In a story Jan. 10 about Gov. Larry Hogan’s higher-education initiatives, The Associated Press reported erroneously the name of the school that Brandon Enriquez attends. He attends the University of Maryland, Baltimore County; not College Park.
A corrected version of the story is below:
Maryland’s Hogan proposes tuition and student loan relief
Maryland Gov. Larry Hogan is proposing millions of dollars in tuition and student loan debt relief
By DAVID DISHNEAU
Tuition increases next fall at Maryland’s public colleges and universities would be capped at 2 percent, and student loan interest would become fully deductible on many people’s state tax returns under proposals Gov. Larry Hogan announced Tuesday.
Hogan said the proposals, if approved by the General Assembly in the session starting Wednesday, will provide relief from crippling debt and help make a college degree affordable.
He noted that nearly 60 percent of Maryland college students graduate with debt averaging more than $27,000.
“This financial burden is preventing many young Marylanders from achieving early financial security,” including home ownership and retirement savings, the Republican governor told a news conference at the University of Maryland in College Park.
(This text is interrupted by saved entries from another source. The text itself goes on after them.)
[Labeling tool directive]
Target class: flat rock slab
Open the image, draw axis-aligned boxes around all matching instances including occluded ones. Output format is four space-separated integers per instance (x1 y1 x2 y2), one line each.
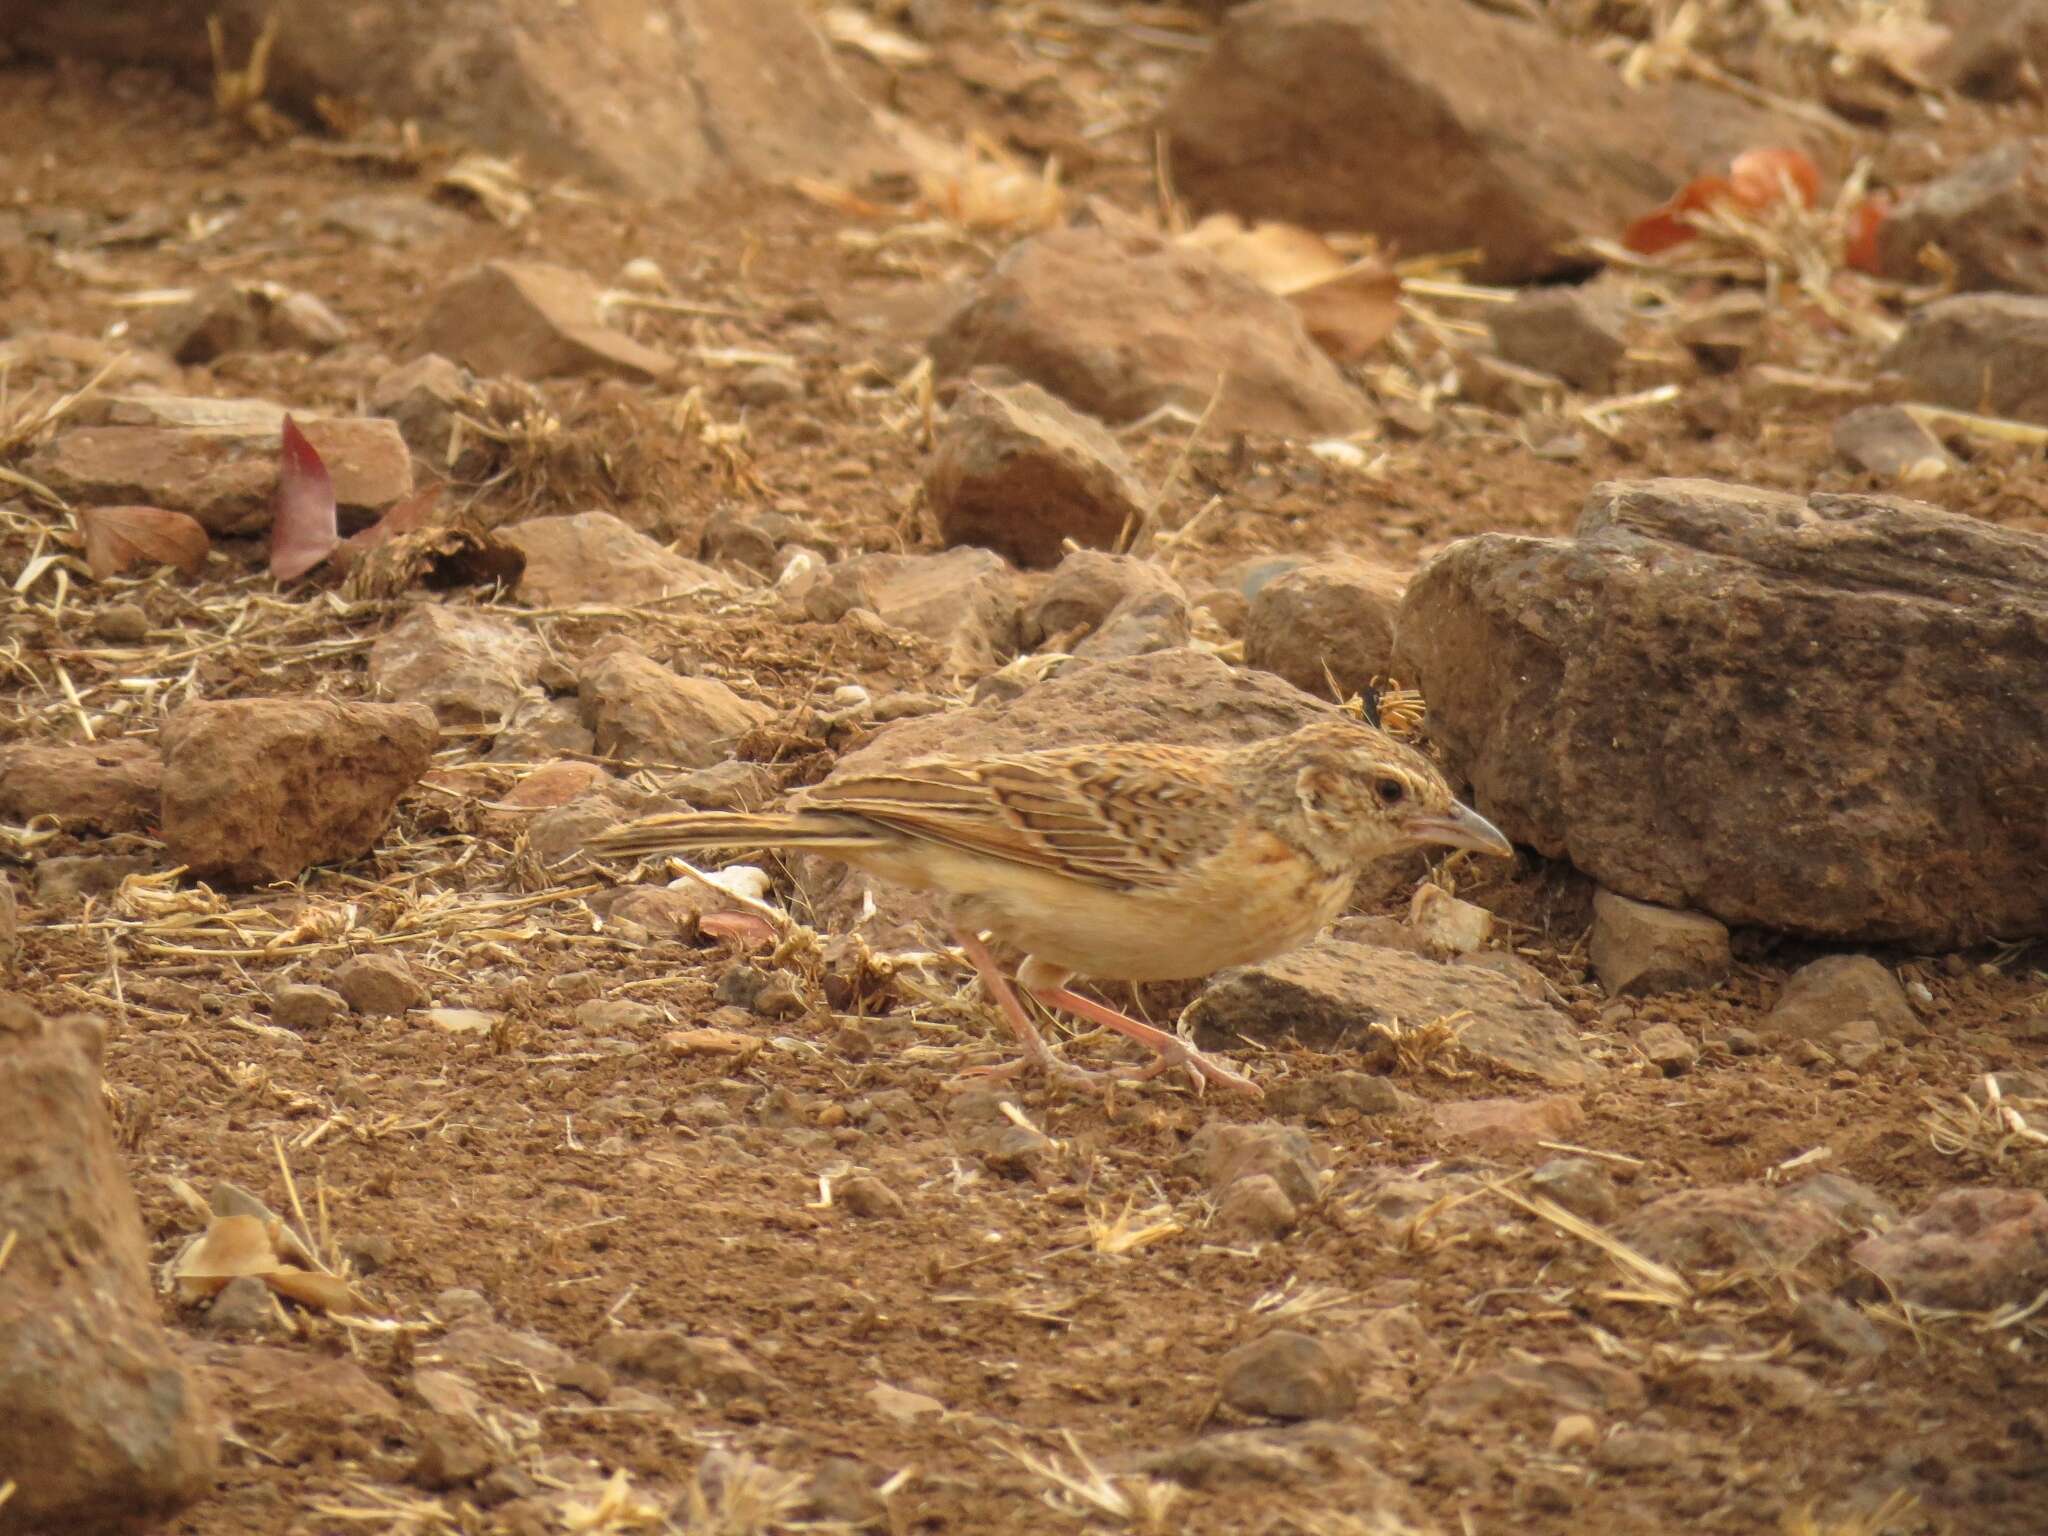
0 998 219 1531
1160 0 1828 283
0 736 162 833
501 511 733 608
27 417 413 535
418 260 675 382
159 698 438 885
1395 477 2048 945
1187 938 1591 1087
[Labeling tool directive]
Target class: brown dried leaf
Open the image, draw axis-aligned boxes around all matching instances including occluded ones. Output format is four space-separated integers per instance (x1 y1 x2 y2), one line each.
78 505 209 580
174 1213 280 1299
267 1267 365 1314
1180 214 1401 361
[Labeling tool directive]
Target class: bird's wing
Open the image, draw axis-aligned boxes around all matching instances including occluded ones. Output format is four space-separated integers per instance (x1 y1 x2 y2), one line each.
796 743 1236 891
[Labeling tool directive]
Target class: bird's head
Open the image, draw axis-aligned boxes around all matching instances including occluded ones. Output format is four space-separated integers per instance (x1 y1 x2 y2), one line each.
1246 719 1513 870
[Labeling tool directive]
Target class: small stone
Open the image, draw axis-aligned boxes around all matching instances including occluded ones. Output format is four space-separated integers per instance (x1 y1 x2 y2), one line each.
1549 1412 1599 1455
836 1175 906 1218
616 257 670 293
590 1330 779 1402
1883 292 2048 424
715 964 768 1009
926 379 1151 568
32 854 157 910
264 288 353 351
1434 1094 1584 1147
151 281 262 363
1723 1027 1763 1056
751 974 807 1019
325 192 467 248
434 1287 496 1325
490 696 595 762
203 1274 277 1335
1460 352 1566 415
272 983 348 1033
1218 1330 1355 1421
418 260 675 382
1791 1294 1888 1360
731 363 804 407
1265 1071 1407 1123
333 954 428 1016
93 602 152 642
555 1360 612 1402
1589 890 1731 996
1488 287 1628 393
1635 1021 1697 1076
804 548 1022 680
573 999 662 1033
1215 1173 1300 1242
369 605 544 726
409 1421 496 1490
1850 1187 2048 1310
1833 404 1955 481
1761 956 1920 1043
1244 556 1407 705
1407 884 1492 956
578 648 770 768
1528 1157 1618 1223
1182 1122 1324 1207
1877 138 2048 294
370 354 490 476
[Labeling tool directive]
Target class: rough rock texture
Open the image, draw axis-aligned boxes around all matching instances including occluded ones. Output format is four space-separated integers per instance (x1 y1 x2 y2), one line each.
368 605 546 724
0 0 897 202
418 261 675 381
1187 938 1590 1086
1394 478 2048 945
1759 955 1921 1042
370 354 491 477
502 511 733 607
0 737 162 833
1851 1188 2048 1310
1588 891 1731 997
26 417 413 535
928 224 1370 438
578 649 770 768
803 548 1022 678
1487 287 1629 394
1878 138 2048 293
0 997 219 1532
1160 0 1828 282
1244 556 1406 702
1883 294 2048 424
1218 1331 1355 1421
926 380 1151 568
158 699 438 884
1023 551 1189 650
1621 1176 1896 1272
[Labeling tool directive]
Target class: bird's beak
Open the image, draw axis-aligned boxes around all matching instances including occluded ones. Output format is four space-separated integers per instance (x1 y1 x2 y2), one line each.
1406 801 1514 858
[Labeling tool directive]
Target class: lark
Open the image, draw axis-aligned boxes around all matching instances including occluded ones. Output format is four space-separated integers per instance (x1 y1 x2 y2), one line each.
587 719 1511 1096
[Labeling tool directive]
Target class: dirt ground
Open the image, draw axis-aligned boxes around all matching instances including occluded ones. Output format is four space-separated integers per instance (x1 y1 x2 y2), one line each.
4 10 2048 1536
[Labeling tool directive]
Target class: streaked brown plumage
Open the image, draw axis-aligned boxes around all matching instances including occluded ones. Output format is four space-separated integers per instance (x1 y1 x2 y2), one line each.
587 719 1511 1095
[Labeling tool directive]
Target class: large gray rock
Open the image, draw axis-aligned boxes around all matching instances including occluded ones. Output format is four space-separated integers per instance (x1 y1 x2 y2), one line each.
1394 479 2048 946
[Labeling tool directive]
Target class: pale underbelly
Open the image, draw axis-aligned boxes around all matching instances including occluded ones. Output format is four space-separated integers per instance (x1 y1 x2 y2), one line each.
845 842 1355 983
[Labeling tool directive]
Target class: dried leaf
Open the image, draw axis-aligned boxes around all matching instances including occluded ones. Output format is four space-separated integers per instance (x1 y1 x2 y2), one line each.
331 482 444 571
1180 214 1401 361
698 911 778 948
174 1213 279 1299
1846 193 1892 276
268 415 339 582
1624 148 1822 255
266 1266 365 1314
78 505 209 580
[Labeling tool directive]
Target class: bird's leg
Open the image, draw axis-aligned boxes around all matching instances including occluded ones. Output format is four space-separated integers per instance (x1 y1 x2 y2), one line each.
947 928 1106 1090
1017 964 1261 1098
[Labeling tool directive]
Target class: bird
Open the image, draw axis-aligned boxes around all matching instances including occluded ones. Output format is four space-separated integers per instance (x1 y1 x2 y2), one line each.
584 718 1513 1097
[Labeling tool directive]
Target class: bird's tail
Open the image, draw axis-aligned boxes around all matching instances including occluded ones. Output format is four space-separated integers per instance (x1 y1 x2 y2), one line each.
584 810 883 861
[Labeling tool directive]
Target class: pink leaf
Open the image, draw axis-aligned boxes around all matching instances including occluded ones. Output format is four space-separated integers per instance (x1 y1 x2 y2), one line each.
268 415 339 582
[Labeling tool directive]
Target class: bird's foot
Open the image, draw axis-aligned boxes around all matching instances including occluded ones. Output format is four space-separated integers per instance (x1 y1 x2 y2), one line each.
1117 1036 1263 1097
946 1049 1113 1094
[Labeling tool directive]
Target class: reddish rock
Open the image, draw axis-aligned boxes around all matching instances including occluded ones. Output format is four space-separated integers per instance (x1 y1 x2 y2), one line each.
0 737 161 833
1160 0 1827 283
1183 1121 1325 1206
0 998 219 1531
1244 556 1407 704
502 511 733 607
369 605 546 725
370 354 491 477
1761 955 1920 1043
1884 294 2048 424
1394 478 2048 945
1023 551 1188 650
1433 1094 1583 1148
926 380 1151 568
158 699 438 884
26 417 413 535
1620 1177 1896 1272
418 261 674 382
1852 1188 2048 1310
578 649 770 768
1219 1331 1355 1421
928 224 1369 438
1878 139 2048 292
332 953 428 1016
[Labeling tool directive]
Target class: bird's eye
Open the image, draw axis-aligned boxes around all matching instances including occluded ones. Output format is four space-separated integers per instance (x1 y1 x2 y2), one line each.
1375 777 1406 806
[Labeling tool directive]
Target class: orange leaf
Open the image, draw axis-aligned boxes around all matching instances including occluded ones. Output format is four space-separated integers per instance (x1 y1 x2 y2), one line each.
1728 148 1821 211
1845 193 1891 276
78 505 210 580
268 415 339 582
He said he’s budgeting $17.5 million to enable the state’s 14 colleges and universities to cap tuition increases at 2 percent for the second straight year. The schools would otherwise have to raise tuition by up to 5 percent, Hogan said.
Tuition at the flagship College Park campus this school year is $10,181.
Hogan also proposed allowing Marylanders earning less than $200,000 a year and couples making less than $250,000 to deduct all their student loan interest on their state income tax returns starting in 2018.
Currently, Marylanders earning less than $80,000 can deduct up to $2,500 in student loan interest. Hogan said his proposal would save Marylanders $20 million a year.
University of Maryland, Baltimore County senior Brandon Enriquez, a student member of the University System of Maryland Board of Regents, applauded the proposals. He said the prospect of high debt compels some students to choose majors based on earning potential rather than their passions.
Katherine Swanson, the student government president at College Park, said the proposals sound good but lack details.
“We’re going to have to wait and see what is actually introduced in the session,” she said.